Business secretary Greg Clark said: "Vauxhall has a long history of success in this country and we are determined to see that continue. The government welcomes the assurance by PSA that they will respect the commitments made by GM to Vauxhall's employees and pensioners. We will continue to engage and work with PSA in the weeks and months ahead to ensure these assurances are kept and will build on the success of both sites for the long term.
"The Prime Minister and I have been in close contact with the PSA Group and General Motors and they have been clear this deal is an opportunity to grow the Vauxhall brand, building on their existing strengths and commitments."
The politician's take: "There must be doubts"
Former business secretary Sir Vince Cable though, says "a serious question mark" remains about jobs in the UK plants.
"When it comes to thinking about new models, particularly under the new owners, there's one big doubt which is the future of the customs union and Single Market arrangements," he said on BBC Radio 4 Today's programme.
"Car components have to go backwards and forwards across frontiers and they will require tariffs and checks, and Vauxhall particularly is exposed to this; about 80 per cent of its exports are to the EU, and most of its components are, and if you're a hard headed car executive looking at the competitiveness of Britain versus German plants, Britain I'm afraid is going to slip down the rankings in the future."
The analysts' take: Job cuts "unlikely to happen" soon
Analysts at Evercore said last month PSA could shut three production plants. The Astra is made at Ellesmere Port in the UK, and Evercore thinks that could be closed to shift manufacturing to a cheaper overseas site without the need for additional capacity.
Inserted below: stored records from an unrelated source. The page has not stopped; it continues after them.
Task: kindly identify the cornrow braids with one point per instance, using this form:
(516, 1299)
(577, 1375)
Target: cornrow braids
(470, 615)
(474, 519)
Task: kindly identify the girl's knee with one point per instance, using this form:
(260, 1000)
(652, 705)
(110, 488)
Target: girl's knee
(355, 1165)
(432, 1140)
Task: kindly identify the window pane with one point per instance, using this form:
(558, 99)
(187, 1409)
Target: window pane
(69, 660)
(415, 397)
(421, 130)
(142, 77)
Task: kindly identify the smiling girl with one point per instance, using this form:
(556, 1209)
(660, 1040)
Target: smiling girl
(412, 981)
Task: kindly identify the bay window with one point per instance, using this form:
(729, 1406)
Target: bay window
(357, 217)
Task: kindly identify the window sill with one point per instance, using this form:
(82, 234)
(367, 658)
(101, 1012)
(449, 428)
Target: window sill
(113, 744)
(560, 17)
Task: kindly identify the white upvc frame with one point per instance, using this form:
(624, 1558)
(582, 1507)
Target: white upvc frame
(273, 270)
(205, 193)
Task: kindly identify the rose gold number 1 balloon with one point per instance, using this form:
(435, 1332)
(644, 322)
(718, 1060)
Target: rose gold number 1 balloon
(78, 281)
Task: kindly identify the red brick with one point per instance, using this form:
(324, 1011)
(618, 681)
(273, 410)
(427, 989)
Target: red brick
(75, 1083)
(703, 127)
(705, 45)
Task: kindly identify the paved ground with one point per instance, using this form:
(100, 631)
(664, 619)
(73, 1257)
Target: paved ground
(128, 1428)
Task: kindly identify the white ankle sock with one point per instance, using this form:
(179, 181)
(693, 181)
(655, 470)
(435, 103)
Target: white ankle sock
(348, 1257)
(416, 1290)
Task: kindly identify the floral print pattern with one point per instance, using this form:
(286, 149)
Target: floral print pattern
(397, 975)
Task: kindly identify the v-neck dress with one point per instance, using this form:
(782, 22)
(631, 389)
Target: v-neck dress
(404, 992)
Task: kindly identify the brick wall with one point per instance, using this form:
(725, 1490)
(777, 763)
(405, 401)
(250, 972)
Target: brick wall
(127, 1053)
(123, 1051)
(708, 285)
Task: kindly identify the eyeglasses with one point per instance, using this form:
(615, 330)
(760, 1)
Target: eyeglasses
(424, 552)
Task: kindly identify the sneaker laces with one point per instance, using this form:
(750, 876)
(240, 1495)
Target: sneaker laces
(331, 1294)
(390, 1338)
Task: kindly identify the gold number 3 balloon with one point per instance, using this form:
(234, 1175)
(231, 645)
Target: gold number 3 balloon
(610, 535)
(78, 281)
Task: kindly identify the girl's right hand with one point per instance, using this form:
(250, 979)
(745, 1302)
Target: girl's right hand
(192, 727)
Today though, Arndt Ellinghorst, head of global automotive research at Evercore, said any job cuts look "unlikely to happen during the next three to four years". He said: "Tavares was clear that major product decision will be taken once Opel platforms are running out," which is mostly beyond 2020.
The business professor's take: "It is a question of politics and power"
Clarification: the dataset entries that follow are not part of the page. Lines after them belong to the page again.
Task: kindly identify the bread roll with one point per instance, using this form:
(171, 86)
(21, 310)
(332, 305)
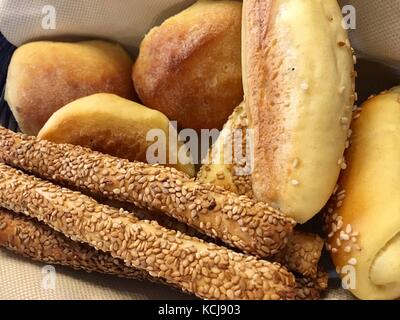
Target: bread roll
(189, 68)
(364, 220)
(44, 76)
(107, 123)
(298, 79)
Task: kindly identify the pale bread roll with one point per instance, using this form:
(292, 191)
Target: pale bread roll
(45, 76)
(298, 78)
(113, 125)
(364, 222)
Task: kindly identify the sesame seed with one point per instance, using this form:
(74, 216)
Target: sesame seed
(295, 182)
(304, 86)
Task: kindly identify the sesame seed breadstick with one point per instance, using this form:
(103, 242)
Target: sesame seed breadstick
(204, 269)
(302, 253)
(255, 228)
(32, 239)
(37, 241)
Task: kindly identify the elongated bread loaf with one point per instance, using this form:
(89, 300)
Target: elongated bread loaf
(298, 79)
(364, 219)
(204, 269)
(240, 222)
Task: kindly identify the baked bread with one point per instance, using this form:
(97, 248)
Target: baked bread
(298, 79)
(363, 220)
(221, 167)
(113, 125)
(189, 68)
(44, 76)
(240, 222)
(204, 269)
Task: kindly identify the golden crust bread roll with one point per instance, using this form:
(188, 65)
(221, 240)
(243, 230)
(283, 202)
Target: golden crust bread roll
(298, 79)
(44, 76)
(364, 218)
(112, 125)
(303, 251)
(189, 68)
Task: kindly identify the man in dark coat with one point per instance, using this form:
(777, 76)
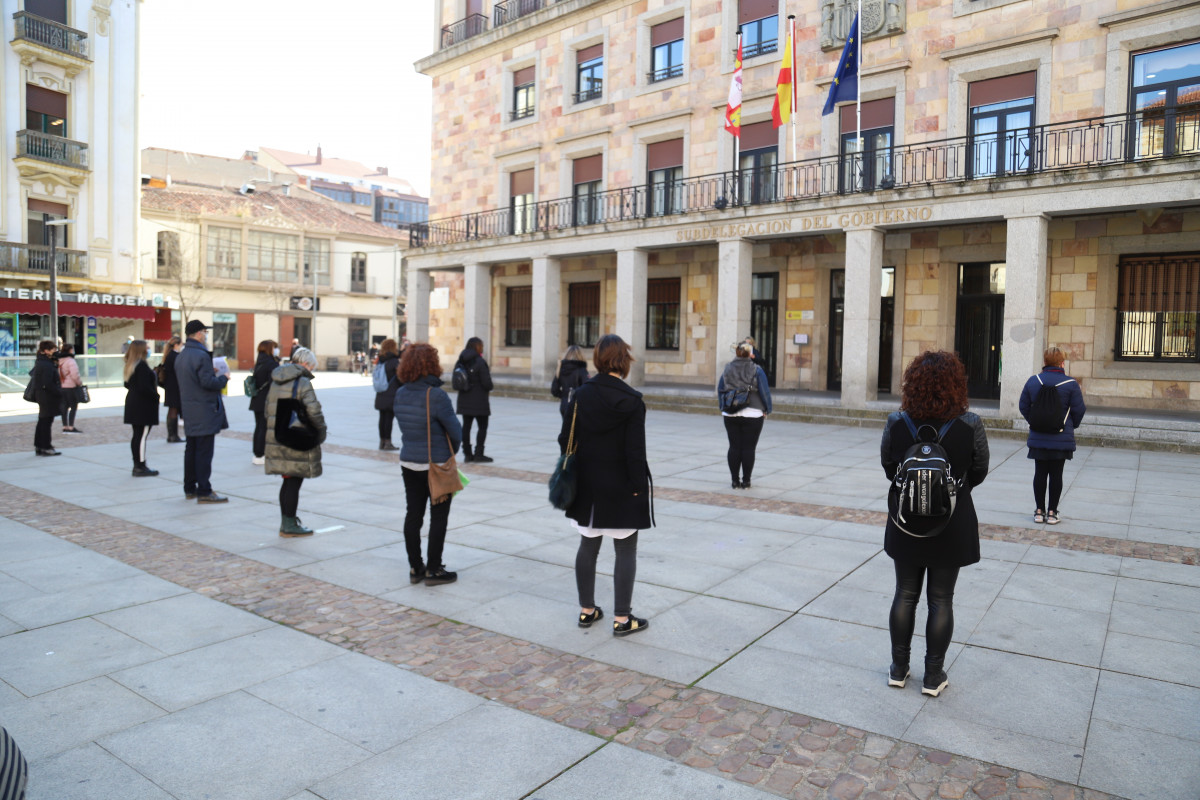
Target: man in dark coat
(48, 392)
(473, 403)
(199, 394)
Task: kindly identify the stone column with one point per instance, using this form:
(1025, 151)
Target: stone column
(631, 308)
(735, 269)
(547, 312)
(417, 304)
(1025, 307)
(861, 320)
(477, 318)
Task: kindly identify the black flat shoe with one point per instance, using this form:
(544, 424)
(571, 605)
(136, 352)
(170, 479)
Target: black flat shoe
(594, 617)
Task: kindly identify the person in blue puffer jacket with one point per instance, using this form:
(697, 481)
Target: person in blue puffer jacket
(1050, 451)
(420, 378)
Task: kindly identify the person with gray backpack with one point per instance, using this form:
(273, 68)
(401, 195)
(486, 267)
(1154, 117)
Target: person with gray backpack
(1053, 404)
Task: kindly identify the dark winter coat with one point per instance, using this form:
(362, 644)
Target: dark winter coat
(385, 400)
(409, 410)
(285, 461)
(473, 402)
(171, 386)
(263, 368)
(571, 374)
(199, 391)
(613, 483)
(142, 398)
(47, 385)
(744, 372)
(1071, 396)
(966, 444)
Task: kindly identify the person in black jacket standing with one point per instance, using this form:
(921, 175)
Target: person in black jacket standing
(264, 365)
(612, 495)
(472, 403)
(48, 392)
(934, 392)
(141, 404)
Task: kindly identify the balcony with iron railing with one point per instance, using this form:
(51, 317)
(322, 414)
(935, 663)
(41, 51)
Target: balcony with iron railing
(35, 259)
(1077, 145)
(51, 41)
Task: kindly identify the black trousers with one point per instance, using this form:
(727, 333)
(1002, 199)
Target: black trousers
(385, 419)
(289, 495)
(417, 495)
(198, 464)
(940, 602)
(138, 444)
(624, 571)
(466, 429)
(1049, 470)
(743, 433)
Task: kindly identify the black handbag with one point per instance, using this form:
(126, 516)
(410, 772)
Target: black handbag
(293, 429)
(563, 482)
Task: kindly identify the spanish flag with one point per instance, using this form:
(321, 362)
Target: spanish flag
(781, 112)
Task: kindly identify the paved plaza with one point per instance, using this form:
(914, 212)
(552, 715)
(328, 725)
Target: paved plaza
(151, 648)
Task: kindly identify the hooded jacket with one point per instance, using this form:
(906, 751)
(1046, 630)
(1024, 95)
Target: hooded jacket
(474, 402)
(285, 461)
(613, 477)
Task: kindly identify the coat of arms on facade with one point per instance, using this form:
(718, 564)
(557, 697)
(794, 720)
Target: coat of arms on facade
(881, 18)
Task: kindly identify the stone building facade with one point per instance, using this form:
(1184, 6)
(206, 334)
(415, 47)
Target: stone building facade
(1026, 174)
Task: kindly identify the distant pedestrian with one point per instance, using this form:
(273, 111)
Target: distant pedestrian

Professor Peter Wells of Cardiff Business School also thinks the Ellesmere plant "has three or four years yet" with the current generation Astra: "However, what happens thereafter is far less certain."
"Ultimately, it is not just a question of economics, of productivity, or even of trade," Wells said. "It is a question of politics and power, and in this regard the Vauxhall operations are certainly more vulnerable with the UK out of the EU and not 'home' to the major investments held by PSA and GM Opel, i.e. France and Germany."
The industry's take: "Encouraged by the active role the government has played"
Mike Hawes, chief executive of the Society of Motor Manufacturers (SMMT) said: "We are hopeful that this deal will provide a positive future for the plants at Luton and Ellesmere Port and the wider supply chain given their inherent advantages. We have been encouraged by the active role government has played reassuring investors of its determination to safeguard our competitiveness despite the uncertainty of Brexit."
The union's take: "Uncertainty caused by Brexit is harming the UK auto sector"
Unite's general secretary Len McCluskey said it has been "a very difficult time" for the workforce, and the union's focus is now on "working with the new owners to persuade them of the evident merits of our plants and this excellent, loyal workforce".
"But there is also a role for the government to play. The uncertainty caused by Brexit is harming the UK auto sector," McCluskey added. "We need every assistance from the government to give this sector a fighting chance. That absolutely includes committing now to securing access to the Single Market and customs union. This is the signal that the car industry needs in order to know that the UK government values this sector."
The pensions question mark
While the historic liabilities of the Vauxhall scheme will stay with GM, the pensions arrangements for current workers isn't so clear.
"Once pensions are properly taken into account it is costing GM at least €4bn to get rid of its European operations," said John Ralfe, independent pension consultant. "Although GM is receiving €2.2bn from PSA, it is also paying them €3bn to take on some of the pension liabilities, so a net cost of €0.8bn. But GM also retains the bulk of the UK and German pensions. We don't know the precise value, but it will be a liability of over €3bn."
While Vauxhall workers are currently in a generous defined benefit pension, based on their salary and years service, PSA has not said what sort of pension they will get under their ownership. "It is likely to be a defined contribution, with no guaranteed pension," Ralfe said. "This change will be a fall in overall pay and perks of 10 to 15 per cent."